• Steve Jones - SSC Editor (4/3/2013)

    If I can't count on better services than I get in-house, I'm not sure there are many advantages to moving.

    For the sake of discussion, I'll play devil's pedantic advocate... "better services" and "many advantages" might be subjective. 🙂

    You could buy hardware, pay licensing costs, additional backup time/storage, and a DBA salary to have in-house services. You might even be able to find a DBA that is 100% dedicated to keeping everything running ideally-optimal. I have no idea how to estimate the true TCO for this setup.

    You could make almost all of this someone else's problem for a fraction of that cost. Again, I am not familiar with true costs of cloud services under real-world usage patterns - but let's call it somewhere between 10% and 50%. I understand the initial purchase is depreciated but the DBA salary is probably fixed or rising over years as is the amount of data to backup, etc.

    What is the percentage of downtime from a cloud provider? 1%? 5%? Now it's a matter of expected utility (ok, so that's a game theory term for "bet" or "gamble") Is it worth 10x the cost to reduce the 1% event to 0% (or 2x the cost to reduce 5% to 0%) This also perhaps unrealistically assumes the in-house error percentage is 0% - the question might be: is it worth 10x the cost to reduce the 1% failure of big/impersonal cloud to the 0.5% failure rate of an extra careful person-I-know.
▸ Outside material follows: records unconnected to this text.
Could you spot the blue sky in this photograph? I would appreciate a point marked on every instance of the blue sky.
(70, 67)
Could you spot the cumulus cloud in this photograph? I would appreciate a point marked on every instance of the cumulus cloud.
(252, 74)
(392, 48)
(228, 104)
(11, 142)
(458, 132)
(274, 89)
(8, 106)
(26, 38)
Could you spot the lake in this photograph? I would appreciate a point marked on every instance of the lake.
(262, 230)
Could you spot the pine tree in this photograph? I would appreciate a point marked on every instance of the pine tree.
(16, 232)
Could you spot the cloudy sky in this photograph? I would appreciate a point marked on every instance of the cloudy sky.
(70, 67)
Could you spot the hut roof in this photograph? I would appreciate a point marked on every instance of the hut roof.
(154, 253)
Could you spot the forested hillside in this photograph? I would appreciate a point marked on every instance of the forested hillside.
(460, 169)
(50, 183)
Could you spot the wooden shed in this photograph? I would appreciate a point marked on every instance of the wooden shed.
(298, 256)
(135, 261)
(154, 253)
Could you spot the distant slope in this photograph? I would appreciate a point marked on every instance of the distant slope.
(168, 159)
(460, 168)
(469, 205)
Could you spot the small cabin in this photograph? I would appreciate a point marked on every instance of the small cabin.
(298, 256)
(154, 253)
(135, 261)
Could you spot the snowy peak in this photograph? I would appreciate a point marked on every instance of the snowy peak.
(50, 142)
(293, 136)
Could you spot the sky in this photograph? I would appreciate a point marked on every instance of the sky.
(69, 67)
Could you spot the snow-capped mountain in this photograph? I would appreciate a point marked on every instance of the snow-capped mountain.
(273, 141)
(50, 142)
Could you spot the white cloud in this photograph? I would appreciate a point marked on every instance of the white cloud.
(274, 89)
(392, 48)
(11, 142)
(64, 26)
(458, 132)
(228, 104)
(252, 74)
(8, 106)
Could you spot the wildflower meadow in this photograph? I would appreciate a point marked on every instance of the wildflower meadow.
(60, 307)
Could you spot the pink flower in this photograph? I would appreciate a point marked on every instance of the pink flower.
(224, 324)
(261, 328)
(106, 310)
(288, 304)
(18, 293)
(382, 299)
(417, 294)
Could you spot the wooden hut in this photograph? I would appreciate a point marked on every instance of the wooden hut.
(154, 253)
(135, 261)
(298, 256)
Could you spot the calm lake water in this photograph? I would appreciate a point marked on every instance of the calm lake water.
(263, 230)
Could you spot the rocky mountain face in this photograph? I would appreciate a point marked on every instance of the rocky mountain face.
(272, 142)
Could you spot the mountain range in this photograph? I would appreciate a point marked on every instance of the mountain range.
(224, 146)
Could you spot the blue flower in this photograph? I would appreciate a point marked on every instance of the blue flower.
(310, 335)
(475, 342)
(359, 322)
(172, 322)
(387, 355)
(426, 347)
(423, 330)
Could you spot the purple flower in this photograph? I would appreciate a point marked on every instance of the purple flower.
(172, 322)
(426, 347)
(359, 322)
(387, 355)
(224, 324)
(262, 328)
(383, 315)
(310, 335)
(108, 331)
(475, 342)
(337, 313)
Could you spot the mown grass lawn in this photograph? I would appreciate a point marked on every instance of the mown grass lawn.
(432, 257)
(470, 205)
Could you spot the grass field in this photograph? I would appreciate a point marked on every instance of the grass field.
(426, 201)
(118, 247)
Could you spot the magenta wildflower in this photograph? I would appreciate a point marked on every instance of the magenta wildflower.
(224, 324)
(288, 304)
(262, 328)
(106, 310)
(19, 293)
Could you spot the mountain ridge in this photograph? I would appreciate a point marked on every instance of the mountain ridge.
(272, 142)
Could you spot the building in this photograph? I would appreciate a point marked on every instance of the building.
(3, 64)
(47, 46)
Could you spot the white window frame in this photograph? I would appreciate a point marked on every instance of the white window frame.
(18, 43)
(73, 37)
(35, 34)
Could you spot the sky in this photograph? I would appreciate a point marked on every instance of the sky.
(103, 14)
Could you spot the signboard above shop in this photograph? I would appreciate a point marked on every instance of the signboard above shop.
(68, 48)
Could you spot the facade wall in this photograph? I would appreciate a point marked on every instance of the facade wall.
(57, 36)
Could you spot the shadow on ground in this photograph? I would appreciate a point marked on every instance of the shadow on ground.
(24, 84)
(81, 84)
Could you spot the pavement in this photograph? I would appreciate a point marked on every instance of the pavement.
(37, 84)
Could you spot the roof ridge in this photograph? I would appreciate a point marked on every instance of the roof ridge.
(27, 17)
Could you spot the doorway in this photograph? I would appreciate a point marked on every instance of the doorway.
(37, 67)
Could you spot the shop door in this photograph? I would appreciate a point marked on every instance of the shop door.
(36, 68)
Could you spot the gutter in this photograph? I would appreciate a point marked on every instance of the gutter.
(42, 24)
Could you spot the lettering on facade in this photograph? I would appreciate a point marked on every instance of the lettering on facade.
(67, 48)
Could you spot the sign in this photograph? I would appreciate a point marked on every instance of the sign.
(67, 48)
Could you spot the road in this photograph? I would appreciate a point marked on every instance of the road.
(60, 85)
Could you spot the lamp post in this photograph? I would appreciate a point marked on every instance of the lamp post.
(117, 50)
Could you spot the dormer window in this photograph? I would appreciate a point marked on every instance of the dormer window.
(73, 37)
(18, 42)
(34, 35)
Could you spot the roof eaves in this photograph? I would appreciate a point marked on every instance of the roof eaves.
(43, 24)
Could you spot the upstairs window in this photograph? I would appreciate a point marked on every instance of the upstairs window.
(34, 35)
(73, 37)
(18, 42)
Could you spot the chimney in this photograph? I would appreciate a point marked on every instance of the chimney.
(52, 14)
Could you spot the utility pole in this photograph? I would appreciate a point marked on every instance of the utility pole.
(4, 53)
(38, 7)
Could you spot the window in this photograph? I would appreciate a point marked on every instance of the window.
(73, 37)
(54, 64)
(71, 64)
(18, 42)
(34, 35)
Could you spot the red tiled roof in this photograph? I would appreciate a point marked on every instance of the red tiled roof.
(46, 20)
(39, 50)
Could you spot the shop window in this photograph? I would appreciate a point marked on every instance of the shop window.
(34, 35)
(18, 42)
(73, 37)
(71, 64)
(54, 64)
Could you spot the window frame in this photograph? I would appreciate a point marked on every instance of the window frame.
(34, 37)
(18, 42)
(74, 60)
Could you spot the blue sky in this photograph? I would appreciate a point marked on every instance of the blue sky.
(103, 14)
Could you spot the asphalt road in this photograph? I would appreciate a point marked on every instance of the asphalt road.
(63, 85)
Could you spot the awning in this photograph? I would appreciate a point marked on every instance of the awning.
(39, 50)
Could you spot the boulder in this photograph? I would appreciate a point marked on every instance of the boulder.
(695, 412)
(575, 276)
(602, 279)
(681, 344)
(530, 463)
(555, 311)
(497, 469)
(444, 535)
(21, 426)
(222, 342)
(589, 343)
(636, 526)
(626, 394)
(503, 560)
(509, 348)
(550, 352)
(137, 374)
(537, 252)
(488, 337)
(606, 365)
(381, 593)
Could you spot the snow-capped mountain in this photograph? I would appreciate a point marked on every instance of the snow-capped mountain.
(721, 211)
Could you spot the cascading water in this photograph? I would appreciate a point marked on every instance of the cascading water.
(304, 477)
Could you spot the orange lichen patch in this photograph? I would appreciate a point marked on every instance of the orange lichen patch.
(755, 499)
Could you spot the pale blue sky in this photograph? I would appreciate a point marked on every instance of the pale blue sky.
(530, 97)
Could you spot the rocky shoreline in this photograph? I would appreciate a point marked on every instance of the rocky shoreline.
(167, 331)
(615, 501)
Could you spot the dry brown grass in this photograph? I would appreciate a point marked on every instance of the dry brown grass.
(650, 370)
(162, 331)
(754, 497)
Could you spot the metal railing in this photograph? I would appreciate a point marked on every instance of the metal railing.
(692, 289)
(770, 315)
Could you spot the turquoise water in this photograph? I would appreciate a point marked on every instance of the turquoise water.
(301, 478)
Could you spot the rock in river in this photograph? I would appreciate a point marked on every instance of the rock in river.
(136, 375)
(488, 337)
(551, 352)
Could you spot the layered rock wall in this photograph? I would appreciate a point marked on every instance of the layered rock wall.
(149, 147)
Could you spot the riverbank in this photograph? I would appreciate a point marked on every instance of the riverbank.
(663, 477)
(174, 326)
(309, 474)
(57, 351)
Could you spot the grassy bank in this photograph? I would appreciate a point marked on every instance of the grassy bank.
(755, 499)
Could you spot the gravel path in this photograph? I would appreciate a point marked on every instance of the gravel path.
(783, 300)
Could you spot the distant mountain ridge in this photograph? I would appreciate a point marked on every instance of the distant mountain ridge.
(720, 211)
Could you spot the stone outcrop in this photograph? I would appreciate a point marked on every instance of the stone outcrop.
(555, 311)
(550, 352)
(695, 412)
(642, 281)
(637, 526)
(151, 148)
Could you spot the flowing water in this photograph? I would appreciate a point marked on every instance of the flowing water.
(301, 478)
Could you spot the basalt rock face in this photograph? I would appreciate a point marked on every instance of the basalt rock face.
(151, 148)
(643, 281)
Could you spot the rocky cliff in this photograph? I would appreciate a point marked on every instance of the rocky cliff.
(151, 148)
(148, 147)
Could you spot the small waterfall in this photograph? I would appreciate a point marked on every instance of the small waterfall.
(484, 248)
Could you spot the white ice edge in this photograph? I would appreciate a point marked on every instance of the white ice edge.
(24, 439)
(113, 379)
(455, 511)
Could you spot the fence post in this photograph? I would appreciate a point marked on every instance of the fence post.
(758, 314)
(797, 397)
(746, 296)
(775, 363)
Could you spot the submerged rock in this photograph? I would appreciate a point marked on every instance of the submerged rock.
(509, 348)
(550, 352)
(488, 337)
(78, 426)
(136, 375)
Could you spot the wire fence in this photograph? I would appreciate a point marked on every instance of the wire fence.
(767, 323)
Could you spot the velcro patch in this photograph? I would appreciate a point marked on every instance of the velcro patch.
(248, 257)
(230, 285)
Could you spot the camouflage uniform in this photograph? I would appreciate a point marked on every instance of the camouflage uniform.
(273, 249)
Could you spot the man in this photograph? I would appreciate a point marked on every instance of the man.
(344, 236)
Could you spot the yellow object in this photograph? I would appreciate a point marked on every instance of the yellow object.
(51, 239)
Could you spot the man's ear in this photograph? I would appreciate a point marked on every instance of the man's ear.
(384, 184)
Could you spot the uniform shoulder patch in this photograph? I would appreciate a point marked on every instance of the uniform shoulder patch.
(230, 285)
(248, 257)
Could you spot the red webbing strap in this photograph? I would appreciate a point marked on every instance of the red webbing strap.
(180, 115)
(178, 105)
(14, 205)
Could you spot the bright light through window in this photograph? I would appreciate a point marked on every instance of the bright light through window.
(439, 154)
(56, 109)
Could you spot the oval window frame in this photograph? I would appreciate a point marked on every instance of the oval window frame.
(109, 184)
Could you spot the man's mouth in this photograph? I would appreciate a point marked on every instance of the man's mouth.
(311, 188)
    If the cost of the 1% event exceeds the difference in maintenance cost for the in-house solution, the choice is clear. I imagine the real cost of that 1% downtime is frayed nerves for our stakeholders, but that lost revenue for small-mid size business is less than the cost to guard against.

    I know a DBA isn't supposed to roll dice; however, in many cases there needs to be a balance between acceptable risk and cost to mitigate those risks.